(adr-storage-version-detection)=

# ADR 0001: Storage version detection

## Status

Accepted.

## Context

agentgrep reads local stores written by several independently released
AI coding assistants. Those tools can change file names, record keys,
SQLite migration suffixes, and embedded metadata over time. Users can
also keep old unmigrated data after upgrading an app, so a current
client version is not enough to identify the data shape of every file
on disk.

Codex is the concrete example that forced this decision:
`history.jsonl` uses `session_id`, `ts`, and `text`, while older
`history.json` files use `command` and `timestamp`. Both can exist in a
modern config directory. The same applies to session transcripts:
current installs write dated `sessions/**/*.jsonl` rollout streams,
while older unmigrated data can remain as root-level
`sessions/rollout-*.json` objects with `session` and `items` keys.

## Decision

agentgrep detects source versions from concrete data evidence first:

1. Embedded metadata in the source, such as Codex
   `session_meta.payload.cli_version` or Claude transcript `version`.
2. Shape inference from file names, record keys, or SQLite suffixes.
3. Local version-check files that do not require spawning the upstream
   CLI, such as Codex `models_cache.json.client_version`.
4. Catalog observation metadata as a low-confidence fallback.

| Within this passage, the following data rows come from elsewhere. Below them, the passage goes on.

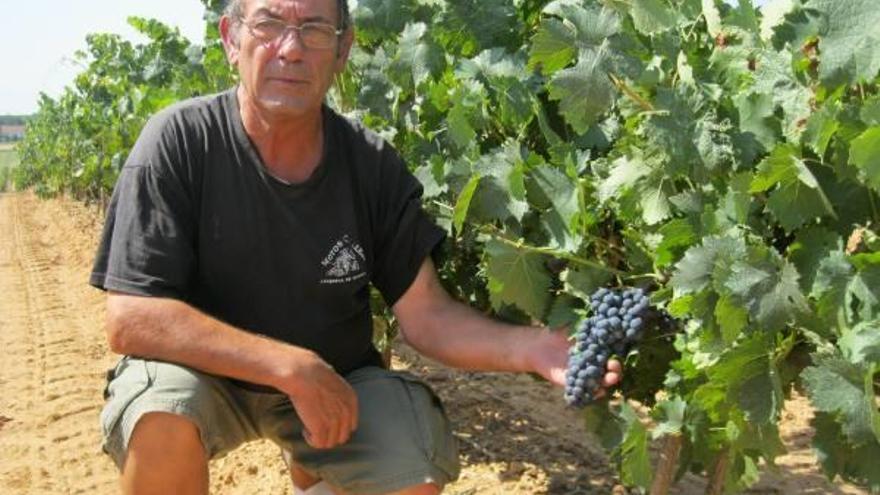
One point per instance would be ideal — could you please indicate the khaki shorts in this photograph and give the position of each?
(403, 438)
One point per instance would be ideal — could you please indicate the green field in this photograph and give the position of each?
(8, 156)
(8, 160)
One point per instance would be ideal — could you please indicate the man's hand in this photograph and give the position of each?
(549, 358)
(326, 404)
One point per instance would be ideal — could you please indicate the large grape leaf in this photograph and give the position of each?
(848, 42)
(501, 194)
(769, 288)
(416, 53)
(517, 277)
(696, 269)
(830, 286)
(865, 154)
(559, 39)
(838, 457)
(837, 386)
(749, 377)
(377, 19)
(584, 91)
(635, 466)
(797, 198)
(861, 344)
(652, 16)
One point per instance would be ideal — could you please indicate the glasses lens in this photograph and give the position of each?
(317, 35)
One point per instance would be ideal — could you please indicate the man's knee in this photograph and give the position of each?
(161, 439)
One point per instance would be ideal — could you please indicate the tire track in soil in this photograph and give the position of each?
(53, 356)
(49, 383)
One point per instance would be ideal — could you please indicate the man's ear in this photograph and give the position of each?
(343, 49)
(230, 34)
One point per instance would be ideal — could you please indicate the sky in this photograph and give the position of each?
(39, 38)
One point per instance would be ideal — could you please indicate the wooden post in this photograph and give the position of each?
(666, 465)
(719, 474)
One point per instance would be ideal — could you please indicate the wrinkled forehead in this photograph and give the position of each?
(293, 10)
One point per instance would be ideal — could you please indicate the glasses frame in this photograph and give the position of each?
(298, 29)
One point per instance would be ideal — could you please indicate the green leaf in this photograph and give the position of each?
(695, 270)
(416, 54)
(731, 317)
(821, 127)
(678, 234)
(583, 281)
(517, 277)
(652, 16)
(713, 17)
(770, 291)
(462, 205)
(635, 466)
(830, 287)
(837, 386)
(861, 344)
(670, 417)
(799, 198)
(625, 173)
(584, 91)
(553, 46)
(865, 154)
(848, 40)
(857, 464)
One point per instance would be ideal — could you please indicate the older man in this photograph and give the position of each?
(242, 238)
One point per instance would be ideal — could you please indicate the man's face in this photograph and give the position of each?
(283, 76)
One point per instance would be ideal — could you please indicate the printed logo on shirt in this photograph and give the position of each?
(344, 263)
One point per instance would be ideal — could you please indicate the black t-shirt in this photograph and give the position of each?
(195, 216)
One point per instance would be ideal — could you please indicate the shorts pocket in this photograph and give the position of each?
(439, 442)
(129, 380)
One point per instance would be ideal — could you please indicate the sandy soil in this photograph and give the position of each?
(516, 436)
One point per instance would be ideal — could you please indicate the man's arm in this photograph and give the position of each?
(173, 331)
(453, 333)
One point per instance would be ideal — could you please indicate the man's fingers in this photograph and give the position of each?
(611, 379)
(615, 366)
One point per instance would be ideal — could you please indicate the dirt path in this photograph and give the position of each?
(516, 437)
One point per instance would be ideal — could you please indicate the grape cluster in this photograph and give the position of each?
(616, 324)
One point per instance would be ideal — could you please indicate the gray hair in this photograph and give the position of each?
(235, 11)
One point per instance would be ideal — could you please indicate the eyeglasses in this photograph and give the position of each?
(314, 35)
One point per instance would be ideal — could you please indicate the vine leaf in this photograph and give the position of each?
(865, 154)
(652, 16)
(848, 40)
(584, 91)
(798, 197)
(838, 386)
(517, 277)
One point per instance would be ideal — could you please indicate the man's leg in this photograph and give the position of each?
(165, 455)
(403, 444)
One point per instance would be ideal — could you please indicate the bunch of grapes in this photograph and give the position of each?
(617, 323)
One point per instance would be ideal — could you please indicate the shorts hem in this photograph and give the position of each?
(116, 443)
(429, 474)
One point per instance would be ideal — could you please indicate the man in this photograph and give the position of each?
(239, 245)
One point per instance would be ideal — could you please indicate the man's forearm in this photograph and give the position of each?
(173, 331)
(460, 336)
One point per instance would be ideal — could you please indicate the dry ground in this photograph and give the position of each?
(516, 436)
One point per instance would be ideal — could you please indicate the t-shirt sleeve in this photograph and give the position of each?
(407, 234)
(147, 245)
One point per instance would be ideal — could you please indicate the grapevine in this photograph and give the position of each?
(726, 155)
(616, 324)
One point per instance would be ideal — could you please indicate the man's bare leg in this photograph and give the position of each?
(165, 455)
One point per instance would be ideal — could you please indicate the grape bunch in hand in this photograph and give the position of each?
(616, 324)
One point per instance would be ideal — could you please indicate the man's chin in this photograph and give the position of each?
(291, 107)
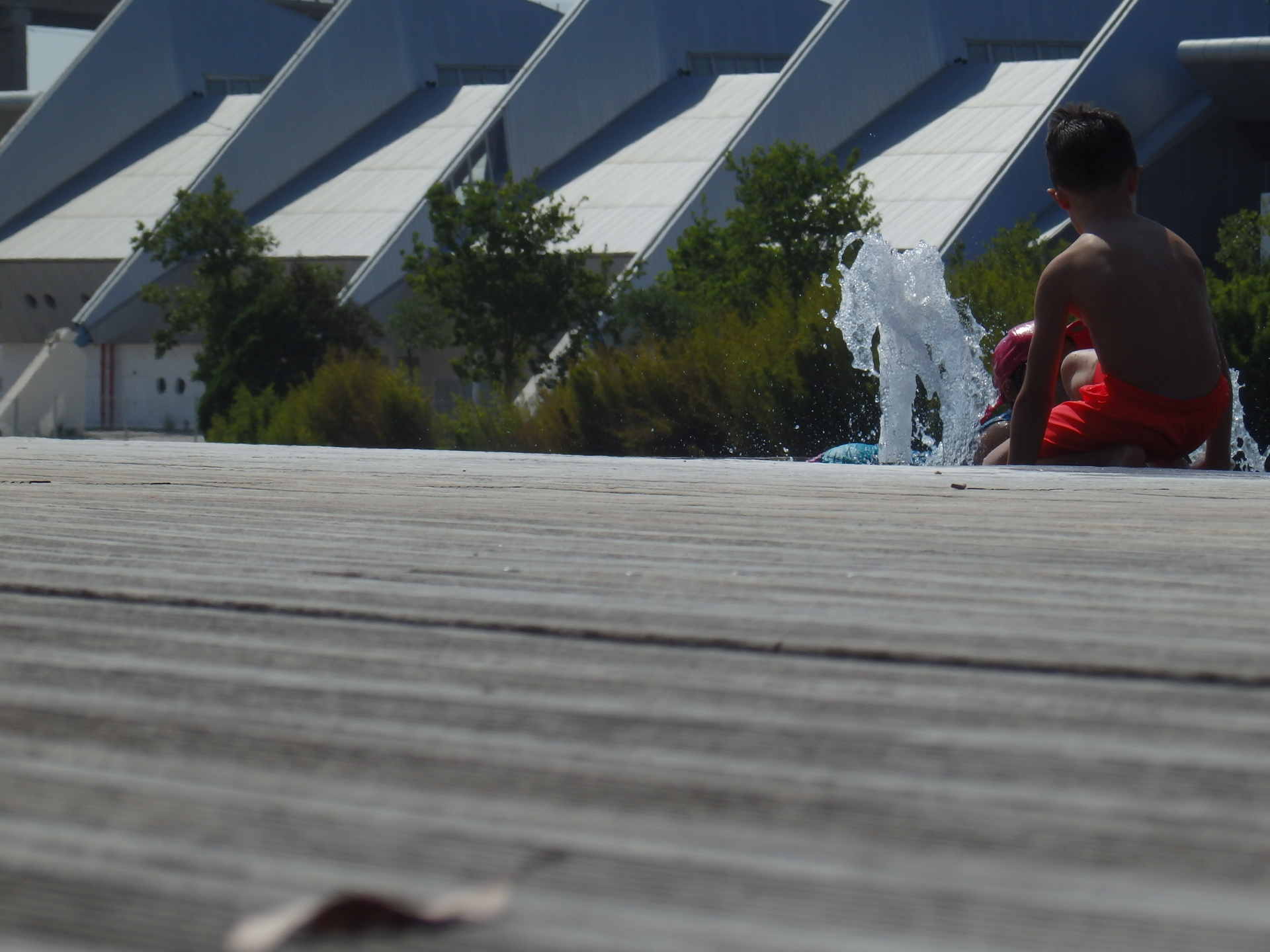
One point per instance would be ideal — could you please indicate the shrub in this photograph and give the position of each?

For opt-in inventory stores that are useful for storage coverage but
unsafe or noisy as raw text, shape inference may use structural
summaries: top-level JSON/TOML keys, hook event names, plugin manifest
keys, file suffixes, byte sizes, or line counts. These summaries prove
which storage shape was observed without adding raw logs, shell
snapshots, hook commands, config values, or cache payloads to the
search corpus.

Normal discovery and search must not run `codex`, `claude`, or another
agent CLI just to learn a version. CLI subprocess probes are slow,
side-effect-prone, and can fail for reasons unrelated to local storage.

The public discovery payload exposes a `version_detection` object with
the detected app version, detected data version, strategy, confidence,
and short evidence string. Search result records do not include this
object; source metadata explains how a file was interpreted, while
record payloads stay focused on prompt/history content.

## Consequences

Adapter authors should parse by concrete source shape. When app version
and data shape disagree, the data shape wins. For example, a Codex
config root with current model metadata can still contain legacy
`history.json` or root-level rollout JSON, and agentgrep should parse
each file by that legacy shape.

Shape inference should stay narrow and explicit. It is appropriate for
top-level JSON keys (`session` plus `items`, `id` plus `thread_name`),
SQLite migration suffixes (`state_5.sqlite`, `logs_2.sqlite`), and
known table/column surfaces used by a parser. It should not infer
versions from prompt text, raw settings values, or arbitrary nested
application state.

Evidence strings must identify keys, table names, or filename suffixes
only. They must not include prompt text, raw config values, tokens, or
local absolute paths.

Private stores, including auth files, credentials, security state,
session environment, secrets, and `.env` files, remain catalog
documentation only. Runtime discovery must not enumerate those paths
from disk, so they expose no `version_detection` payload until a future
explicitly safe private-store inventory policy exists.

The store catalogue declares the strategies each descriptor supports,
but runtime discovery records the strategy actually used for each
source. Backends without concrete detectors can still expose the
catalog observation fallback until they gain shape-specific support.